期刊名称:Proceedings of the National Academy of Sciences
印刷版ISSN:0027-8424
电子版ISSN:1091-6490
出版年度:2015
卷号:112
期号:3
页码:743-748
DOI:10.1073/pnas.1421067112
语种:English
出版社:The National Academy of Sciences of the United States of America
摘要:SignificanceRNA polymerase is a vital enzyme responsible for the first step in gene expression. Despite extensive studies, fundamental questions about its kinetic and mechanistic properties still remain unanswered. The trigger loop is a conserved domain within RNA polymerase that has been linked to the enzyme's average elongation velocity and pausing behavior. In this study, we use optical tweezers, a single molecule technique, to analyze the behavior of two mutant polymerases with a single point mutation in their trigger loop domain and compare it to the WT. By looking at individual enzymes we are able to separate continuous elongation from pausing and create a kinetic and mechanistic model in which trigger loop folding-unfolding dynamics controls transcription elongation. Two components of the RNA polymerase (RNAP) catalytic center, the bridge helix and the trigger loop (TL), have been linked with changes in elongation rate and pausing. Here, single molecule experiments with the WT and two TL-tip mutants of the Escherichia coli enzyme reveal that tip mutations modulate RNAP's pause-free velocity, identifying TL conformational changes as one of two rate-determining steps in elongation.
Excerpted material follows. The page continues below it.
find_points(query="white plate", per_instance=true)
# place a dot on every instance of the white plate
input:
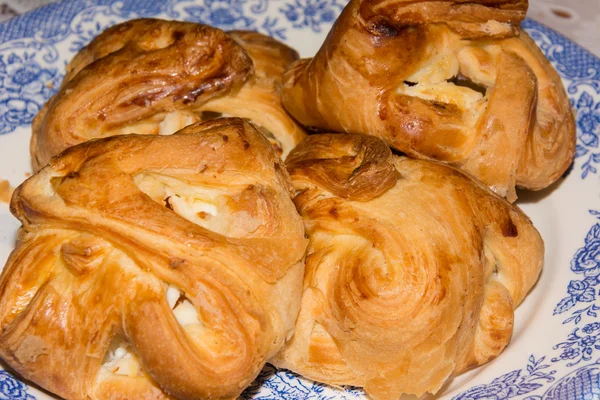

Consistent with this observation, we find a direct correlation between helix propensity of the modified amino acid and pause-free velocity. Moreover, nucleotide analogs affect transcription rate, suggesting that their binding energy also influences TL folding. A kinetic model in which elongation occurs in two steps, TL folding on nucleoside triphosphate (NTP) binding followed by NTP incorporation/pyrophosphate release, quantitatively accounts for these results. The TL plays no role in pause recovery remaining unfolded during a pause. This model suggests a finely tuned mechanism that balances transcription speed and fidelity.